Spatial distribution of p,p'-DDT concentrations in relation to Tshilidzini Hospital.

Bivariate Determinants Analysis

Mothers reporting that the villages in which they lived during pregnancy were sprayed for malaria control every year ($n=63$) had significantly higher ($p<0.01$) p,p′-DDT and p,p′-DDE serum concentrations than mothers who lived in an unsprayed village had ($n=516$) (median p,p′-DDT: 562.7 vs. $38.1\mathrm{ng/g}$-lipid; median p,p′-DDE: 1,431.1 vs. $178.1\mathrm{ng/g}$-lipid, respectively) (Table 3 and S4).

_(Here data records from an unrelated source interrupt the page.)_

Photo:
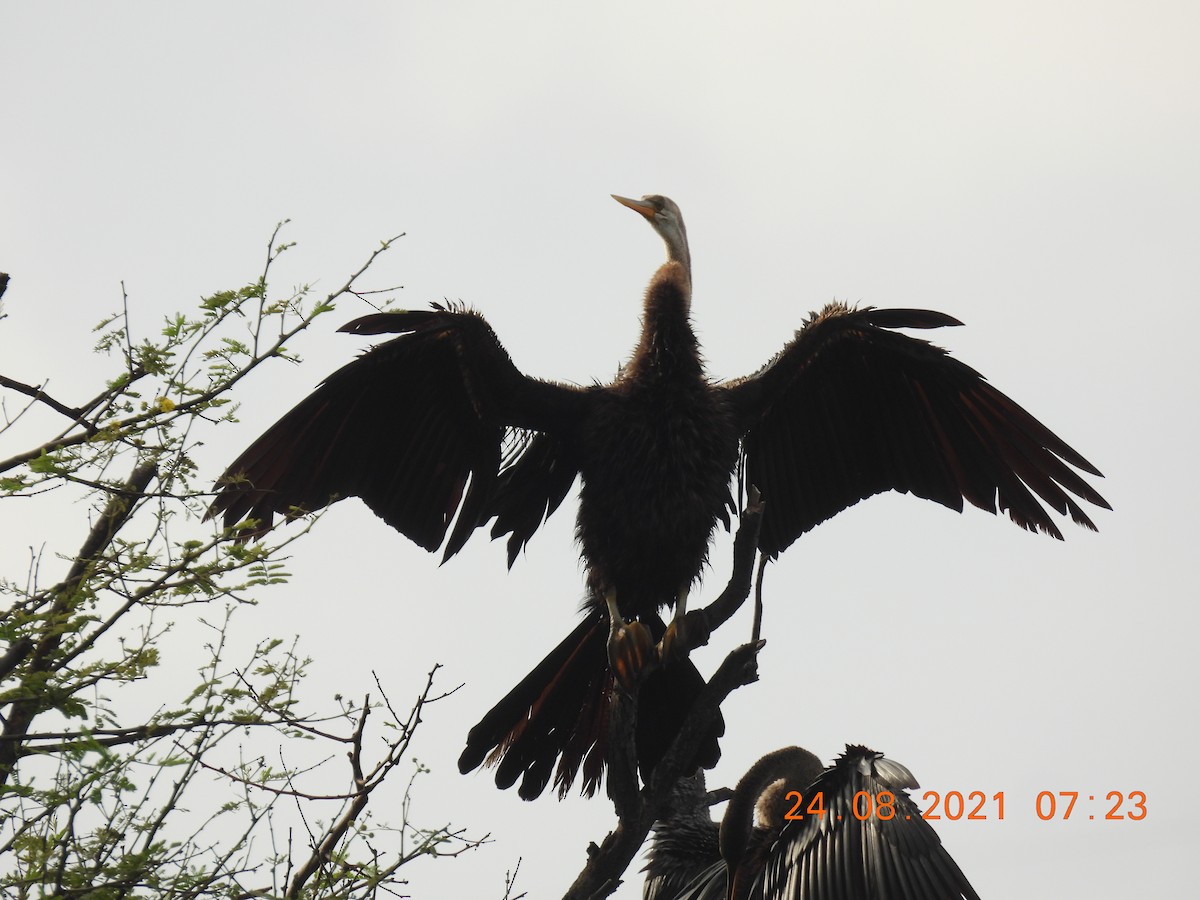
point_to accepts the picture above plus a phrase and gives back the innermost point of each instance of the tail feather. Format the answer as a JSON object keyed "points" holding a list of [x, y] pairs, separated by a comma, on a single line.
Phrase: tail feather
{"points": [[559, 714]]}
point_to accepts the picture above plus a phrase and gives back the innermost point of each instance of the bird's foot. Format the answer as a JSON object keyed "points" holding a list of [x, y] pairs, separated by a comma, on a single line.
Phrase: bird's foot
{"points": [[684, 635], [631, 653]]}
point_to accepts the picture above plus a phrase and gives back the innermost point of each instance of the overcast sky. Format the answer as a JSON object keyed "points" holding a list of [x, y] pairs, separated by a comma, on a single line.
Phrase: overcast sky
{"points": [[1030, 168]]}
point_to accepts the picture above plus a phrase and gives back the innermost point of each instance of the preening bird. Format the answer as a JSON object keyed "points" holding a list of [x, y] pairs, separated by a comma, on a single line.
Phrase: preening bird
{"points": [[849, 832], [439, 432]]}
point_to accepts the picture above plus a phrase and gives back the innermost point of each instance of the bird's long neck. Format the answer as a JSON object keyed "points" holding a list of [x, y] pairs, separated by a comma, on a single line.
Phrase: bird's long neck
{"points": [[667, 346], [795, 765]]}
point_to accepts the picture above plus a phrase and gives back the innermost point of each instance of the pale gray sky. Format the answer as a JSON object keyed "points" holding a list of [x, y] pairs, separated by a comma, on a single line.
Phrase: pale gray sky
{"points": [[1030, 168]]}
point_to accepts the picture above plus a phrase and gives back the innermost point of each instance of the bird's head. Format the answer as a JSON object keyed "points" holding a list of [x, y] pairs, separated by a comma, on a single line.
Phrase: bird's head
{"points": [[665, 217]]}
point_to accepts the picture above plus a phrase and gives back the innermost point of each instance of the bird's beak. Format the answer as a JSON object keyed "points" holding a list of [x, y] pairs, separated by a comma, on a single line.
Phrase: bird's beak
{"points": [[636, 205]]}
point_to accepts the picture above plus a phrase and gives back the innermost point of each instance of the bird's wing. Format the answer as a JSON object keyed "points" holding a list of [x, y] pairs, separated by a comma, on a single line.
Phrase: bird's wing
{"points": [[851, 408], [414, 426], [708, 885], [862, 845]]}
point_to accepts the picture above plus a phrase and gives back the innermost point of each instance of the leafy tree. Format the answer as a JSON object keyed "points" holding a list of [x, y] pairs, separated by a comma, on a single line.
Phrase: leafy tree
{"points": [[97, 799]]}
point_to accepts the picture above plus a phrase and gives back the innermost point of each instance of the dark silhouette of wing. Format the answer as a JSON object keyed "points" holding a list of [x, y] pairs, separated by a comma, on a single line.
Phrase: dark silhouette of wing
{"points": [[853, 851], [850, 409], [414, 426]]}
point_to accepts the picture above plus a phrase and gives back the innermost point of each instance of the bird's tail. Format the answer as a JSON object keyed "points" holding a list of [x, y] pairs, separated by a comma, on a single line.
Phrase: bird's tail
{"points": [[559, 714]]}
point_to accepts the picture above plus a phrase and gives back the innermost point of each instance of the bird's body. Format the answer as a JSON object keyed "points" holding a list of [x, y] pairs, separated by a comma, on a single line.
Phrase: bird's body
{"points": [[655, 454], [849, 832], [418, 427]]}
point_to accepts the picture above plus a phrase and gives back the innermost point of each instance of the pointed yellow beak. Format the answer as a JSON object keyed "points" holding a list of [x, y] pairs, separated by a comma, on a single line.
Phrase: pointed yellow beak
{"points": [[636, 205]]}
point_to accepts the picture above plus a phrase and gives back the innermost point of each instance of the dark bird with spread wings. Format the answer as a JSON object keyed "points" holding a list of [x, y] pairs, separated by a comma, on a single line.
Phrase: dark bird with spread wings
{"points": [[849, 832], [439, 432]]}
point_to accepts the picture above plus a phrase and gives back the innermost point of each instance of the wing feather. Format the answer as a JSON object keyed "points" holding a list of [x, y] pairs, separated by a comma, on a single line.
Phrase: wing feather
{"points": [[850, 409], [415, 427]]}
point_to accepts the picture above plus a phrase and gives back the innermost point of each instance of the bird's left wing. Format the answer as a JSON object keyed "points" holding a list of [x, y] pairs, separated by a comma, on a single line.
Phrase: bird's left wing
{"points": [[414, 426], [868, 841], [851, 408]]}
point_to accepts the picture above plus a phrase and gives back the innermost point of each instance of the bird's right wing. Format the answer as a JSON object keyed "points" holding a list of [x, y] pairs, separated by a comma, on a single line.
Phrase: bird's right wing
{"points": [[870, 840], [414, 426], [851, 408]]}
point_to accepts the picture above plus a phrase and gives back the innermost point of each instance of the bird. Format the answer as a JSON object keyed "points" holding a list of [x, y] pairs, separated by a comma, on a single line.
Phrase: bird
{"points": [[439, 432], [847, 832]]}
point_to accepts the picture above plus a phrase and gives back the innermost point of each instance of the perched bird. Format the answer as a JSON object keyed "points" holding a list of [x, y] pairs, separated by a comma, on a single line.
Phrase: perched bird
{"points": [[849, 832], [439, 432]]}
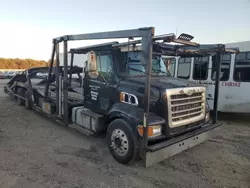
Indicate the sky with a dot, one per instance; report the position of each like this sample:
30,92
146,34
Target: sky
27,27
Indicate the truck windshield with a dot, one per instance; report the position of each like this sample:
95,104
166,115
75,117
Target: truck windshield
130,65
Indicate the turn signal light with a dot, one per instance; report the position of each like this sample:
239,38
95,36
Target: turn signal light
153,130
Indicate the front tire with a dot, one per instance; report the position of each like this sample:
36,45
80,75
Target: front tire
121,141
28,100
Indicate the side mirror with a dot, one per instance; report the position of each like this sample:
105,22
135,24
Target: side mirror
92,64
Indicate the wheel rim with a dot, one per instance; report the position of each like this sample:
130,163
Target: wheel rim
119,142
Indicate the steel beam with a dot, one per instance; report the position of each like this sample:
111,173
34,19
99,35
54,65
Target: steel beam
65,83
57,78
146,57
108,35
71,66
50,71
217,84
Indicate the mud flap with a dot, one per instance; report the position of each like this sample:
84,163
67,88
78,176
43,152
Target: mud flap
169,148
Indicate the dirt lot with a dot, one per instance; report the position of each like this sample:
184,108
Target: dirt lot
35,152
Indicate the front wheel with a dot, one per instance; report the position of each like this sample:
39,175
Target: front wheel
121,141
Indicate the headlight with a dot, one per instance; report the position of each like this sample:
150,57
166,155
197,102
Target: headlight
153,130
207,117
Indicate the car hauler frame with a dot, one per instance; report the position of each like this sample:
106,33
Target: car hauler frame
150,154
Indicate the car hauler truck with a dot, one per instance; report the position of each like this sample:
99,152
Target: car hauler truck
123,89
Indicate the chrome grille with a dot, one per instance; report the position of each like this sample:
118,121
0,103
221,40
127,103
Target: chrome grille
185,105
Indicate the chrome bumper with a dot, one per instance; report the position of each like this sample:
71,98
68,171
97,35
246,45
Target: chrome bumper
175,145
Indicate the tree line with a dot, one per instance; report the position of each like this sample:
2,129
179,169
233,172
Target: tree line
16,63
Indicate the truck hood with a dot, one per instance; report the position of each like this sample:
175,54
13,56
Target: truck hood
164,82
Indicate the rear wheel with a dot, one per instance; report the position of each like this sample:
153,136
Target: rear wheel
20,92
121,141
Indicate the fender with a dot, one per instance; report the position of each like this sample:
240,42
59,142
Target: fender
133,114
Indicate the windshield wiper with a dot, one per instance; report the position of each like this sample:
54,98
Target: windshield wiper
160,71
136,70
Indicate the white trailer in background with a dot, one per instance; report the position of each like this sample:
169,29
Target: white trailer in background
234,77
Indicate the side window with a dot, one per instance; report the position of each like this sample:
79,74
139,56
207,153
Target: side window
184,65
200,71
170,64
224,67
242,67
104,65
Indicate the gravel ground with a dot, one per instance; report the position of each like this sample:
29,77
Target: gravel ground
35,152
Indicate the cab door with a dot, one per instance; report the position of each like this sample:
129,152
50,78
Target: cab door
99,87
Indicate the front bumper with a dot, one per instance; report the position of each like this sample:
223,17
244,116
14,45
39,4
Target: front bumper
165,149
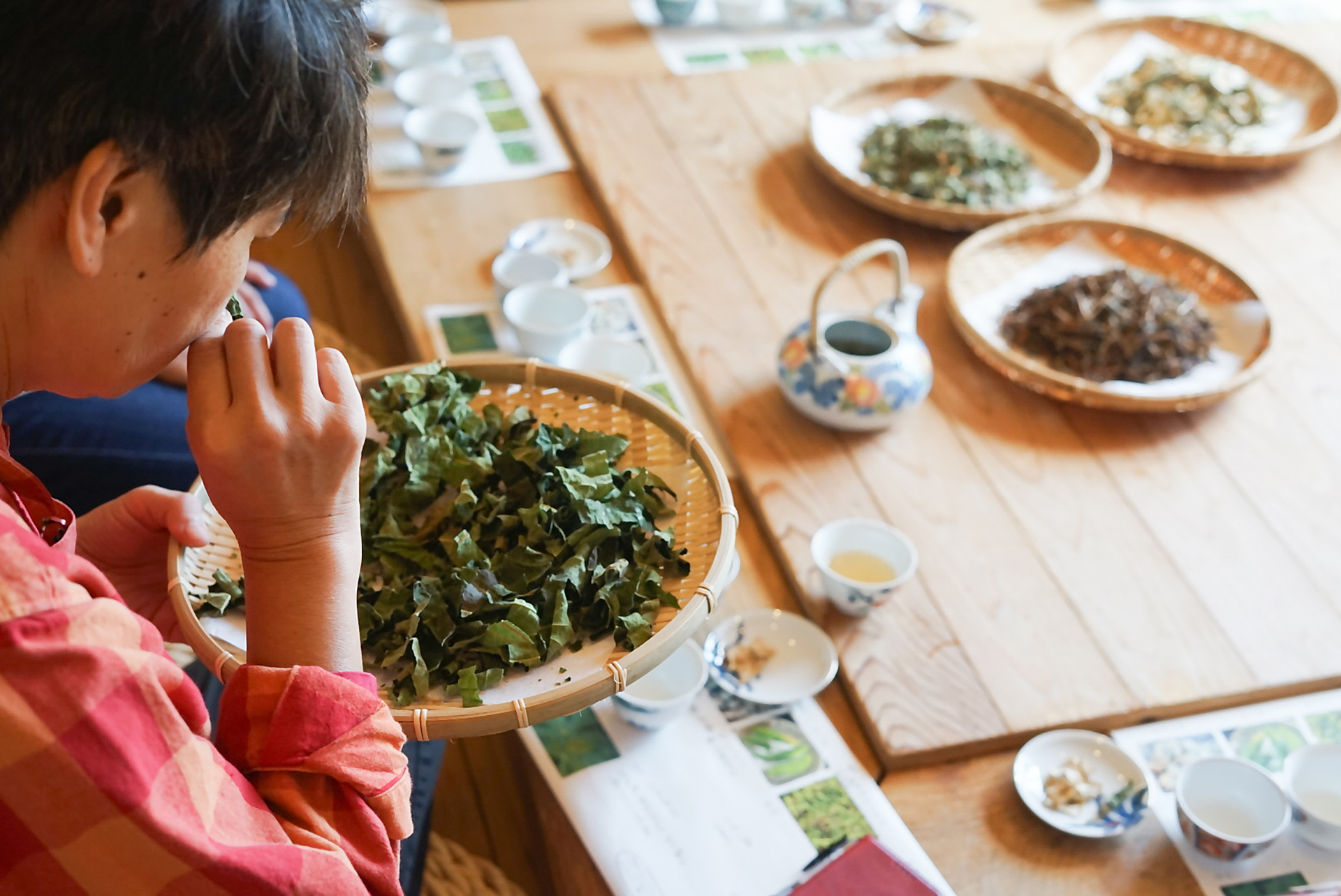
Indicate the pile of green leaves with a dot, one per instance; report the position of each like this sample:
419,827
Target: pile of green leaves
947,160
495,540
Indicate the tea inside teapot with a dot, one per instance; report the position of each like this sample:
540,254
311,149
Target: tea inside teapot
857,337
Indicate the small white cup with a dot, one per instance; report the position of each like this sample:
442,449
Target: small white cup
441,135
1313,784
513,269
1229,808
546,318
621,358
871,537
416,49
430,86
412,17
667,693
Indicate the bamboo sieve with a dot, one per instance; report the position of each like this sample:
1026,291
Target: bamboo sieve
1078,58
704,524
1048,118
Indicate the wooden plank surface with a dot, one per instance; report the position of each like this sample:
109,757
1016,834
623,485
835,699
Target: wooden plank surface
1077,566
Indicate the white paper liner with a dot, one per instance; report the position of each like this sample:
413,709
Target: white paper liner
1284,121
838,137
1240,326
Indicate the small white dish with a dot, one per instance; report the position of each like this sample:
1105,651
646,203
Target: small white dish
625,360
873,537
739,14
1230,808
432,85
518,269
667,693
934,23
1123,789
805,659
1313,784
546,318
580,247
416,49
441,135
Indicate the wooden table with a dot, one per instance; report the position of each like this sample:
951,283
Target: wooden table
435,246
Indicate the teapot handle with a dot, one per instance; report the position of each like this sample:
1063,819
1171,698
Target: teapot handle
848,263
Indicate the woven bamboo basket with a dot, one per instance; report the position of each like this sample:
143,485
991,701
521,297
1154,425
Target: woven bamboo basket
992,256
1078,58
704,524
1071,135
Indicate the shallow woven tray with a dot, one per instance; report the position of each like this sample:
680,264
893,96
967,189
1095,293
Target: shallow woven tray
994,255
1078,58
704,524
1046,117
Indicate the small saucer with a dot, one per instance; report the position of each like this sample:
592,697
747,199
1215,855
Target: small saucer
580,247
934,22
804,663
1115,772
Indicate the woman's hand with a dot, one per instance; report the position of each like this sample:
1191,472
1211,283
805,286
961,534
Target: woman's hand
277,434
128,540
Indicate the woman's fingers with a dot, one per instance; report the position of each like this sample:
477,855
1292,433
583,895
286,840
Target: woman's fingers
208,389
337,380
293,352
249,362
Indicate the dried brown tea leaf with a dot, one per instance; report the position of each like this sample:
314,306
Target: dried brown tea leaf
1119,325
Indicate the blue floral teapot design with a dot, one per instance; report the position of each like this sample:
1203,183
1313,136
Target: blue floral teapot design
858,369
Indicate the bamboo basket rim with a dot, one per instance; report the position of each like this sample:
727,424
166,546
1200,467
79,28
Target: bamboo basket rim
948,215
424,724
1127,141
1064,387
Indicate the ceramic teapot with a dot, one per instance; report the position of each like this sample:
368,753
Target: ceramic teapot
858,369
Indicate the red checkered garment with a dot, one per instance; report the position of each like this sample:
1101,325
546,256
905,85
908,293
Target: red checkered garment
109,782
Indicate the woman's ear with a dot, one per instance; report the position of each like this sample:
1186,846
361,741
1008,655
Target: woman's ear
98,207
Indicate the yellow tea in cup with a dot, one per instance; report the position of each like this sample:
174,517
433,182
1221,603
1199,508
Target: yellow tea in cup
861,566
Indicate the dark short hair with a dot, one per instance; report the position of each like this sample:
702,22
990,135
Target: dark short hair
239,105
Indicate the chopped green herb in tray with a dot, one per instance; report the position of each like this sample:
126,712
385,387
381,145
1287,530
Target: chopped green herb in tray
494,540
948,161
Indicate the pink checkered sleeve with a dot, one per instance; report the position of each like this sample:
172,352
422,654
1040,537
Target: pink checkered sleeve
109,781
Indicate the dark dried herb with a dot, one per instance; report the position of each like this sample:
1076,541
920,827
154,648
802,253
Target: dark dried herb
494,540
948,161
1119,325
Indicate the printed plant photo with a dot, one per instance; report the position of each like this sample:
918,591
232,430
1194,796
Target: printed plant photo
1167,758
782,750
1326,726
1266,744
826,813
576,742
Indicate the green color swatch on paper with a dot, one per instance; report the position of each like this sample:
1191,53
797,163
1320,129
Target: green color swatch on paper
576,742
506,119
469,333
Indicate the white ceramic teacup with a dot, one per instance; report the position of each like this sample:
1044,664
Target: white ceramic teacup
621,358
1229,808
666,693
441,135
872,537
416,49
434,85
1313,784
513,269
546,318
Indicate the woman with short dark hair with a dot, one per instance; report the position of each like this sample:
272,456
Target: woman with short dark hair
145,145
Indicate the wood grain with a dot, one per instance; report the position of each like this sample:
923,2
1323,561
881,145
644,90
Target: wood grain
1067,585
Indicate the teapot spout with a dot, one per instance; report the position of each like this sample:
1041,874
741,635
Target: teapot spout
900,313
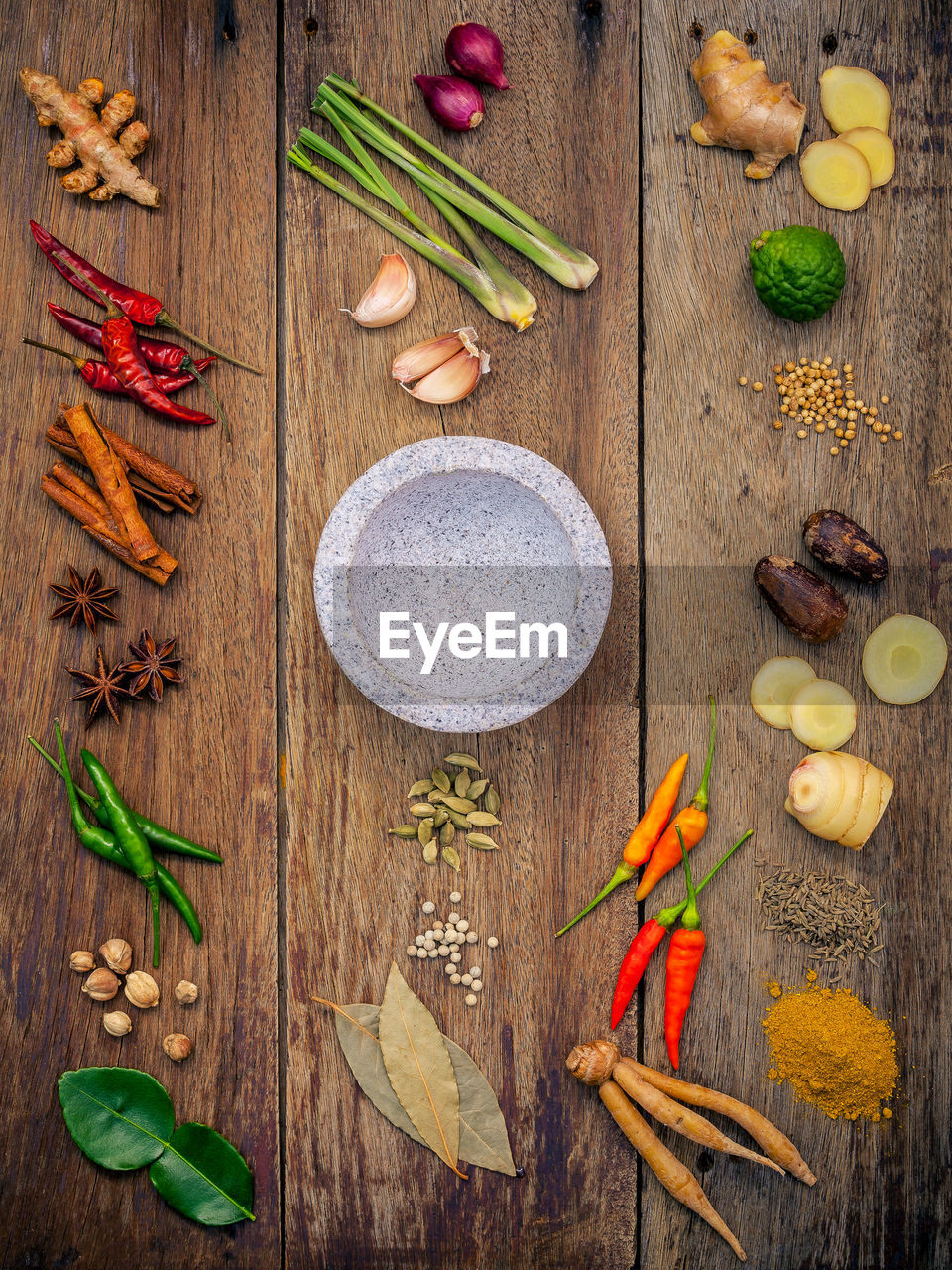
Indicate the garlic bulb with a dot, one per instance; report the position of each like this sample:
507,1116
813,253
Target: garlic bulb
445,368
390,296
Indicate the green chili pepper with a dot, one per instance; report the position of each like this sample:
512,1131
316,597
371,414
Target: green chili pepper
157,834
128,835
103,844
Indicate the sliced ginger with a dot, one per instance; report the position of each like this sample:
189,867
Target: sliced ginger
853,98
878,150
835,175
746,111
904,659
774,684
821,714
104,145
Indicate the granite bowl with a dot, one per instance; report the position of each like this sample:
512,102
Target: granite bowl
438,538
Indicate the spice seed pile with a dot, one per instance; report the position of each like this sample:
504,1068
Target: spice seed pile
442,806
815,395
447,939
834,916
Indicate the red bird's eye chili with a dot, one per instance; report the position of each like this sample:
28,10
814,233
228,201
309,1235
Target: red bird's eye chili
683,964
126,361
651,935
100,377
137,305
160,354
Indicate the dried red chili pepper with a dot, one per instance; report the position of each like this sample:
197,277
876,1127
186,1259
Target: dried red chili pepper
125,359
651,935
137,305
102,379
160,354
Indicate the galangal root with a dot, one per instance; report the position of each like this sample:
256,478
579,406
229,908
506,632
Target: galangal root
104,144
746,109
619,1079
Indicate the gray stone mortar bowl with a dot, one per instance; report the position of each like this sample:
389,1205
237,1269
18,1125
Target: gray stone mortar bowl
448,531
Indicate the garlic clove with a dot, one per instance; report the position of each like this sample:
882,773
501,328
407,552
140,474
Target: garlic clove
102,984
414,362
390,296
117,955
141,989
453,380
177,1046
117,1023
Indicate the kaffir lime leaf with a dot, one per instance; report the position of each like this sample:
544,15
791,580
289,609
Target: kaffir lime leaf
798,272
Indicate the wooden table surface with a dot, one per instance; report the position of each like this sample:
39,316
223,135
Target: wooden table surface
271,754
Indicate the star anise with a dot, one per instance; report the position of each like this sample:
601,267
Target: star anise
153,666
85,599
104,688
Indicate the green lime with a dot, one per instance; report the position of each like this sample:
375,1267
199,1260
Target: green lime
797,272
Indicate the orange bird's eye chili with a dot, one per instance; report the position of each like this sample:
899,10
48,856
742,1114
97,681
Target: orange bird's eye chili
644,837
683,964
651,935
692,824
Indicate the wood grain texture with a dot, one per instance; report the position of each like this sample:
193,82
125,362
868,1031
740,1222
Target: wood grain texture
357,1193
203,761
689,490
746,489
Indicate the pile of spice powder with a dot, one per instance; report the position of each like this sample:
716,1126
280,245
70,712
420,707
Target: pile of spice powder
834,1052
832,915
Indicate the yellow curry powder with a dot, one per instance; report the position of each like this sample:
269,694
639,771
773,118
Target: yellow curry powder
834,1052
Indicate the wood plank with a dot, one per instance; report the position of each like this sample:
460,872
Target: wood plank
565,144
722,488
203,761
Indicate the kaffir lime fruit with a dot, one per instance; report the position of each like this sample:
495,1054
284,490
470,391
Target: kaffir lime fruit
798,272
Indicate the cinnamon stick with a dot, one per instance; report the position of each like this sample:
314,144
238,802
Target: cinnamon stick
112,480
151,479
77,498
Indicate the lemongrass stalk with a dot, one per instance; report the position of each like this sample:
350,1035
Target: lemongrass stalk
373,181
584,268
462,271
542,254
521,302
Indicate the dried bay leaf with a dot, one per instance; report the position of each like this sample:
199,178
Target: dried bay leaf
484,1139
419,1067
357,1033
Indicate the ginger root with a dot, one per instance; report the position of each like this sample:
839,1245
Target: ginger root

Mothers who lived in a home that was sprayed with DDT during their pregnancy ($n=23$) had median p,p′-DDT and p,p′-DDE concentrations an order of magnitude higher than those who did not ($n=720$) (p,p′-DDT: 736.9 vs. $50.0\mathrm{ng/g}$-lipid; p,p′-DDE: 2,129.0 vs. $230.9\mathrm{ng/g}$-lipid, respectively).

Table 3.

p,p′-DDT and p,p′-DDE concentrations (ng/g-lipid) by selected characteristics in VHEMBE participants, Limpopo, South Africa.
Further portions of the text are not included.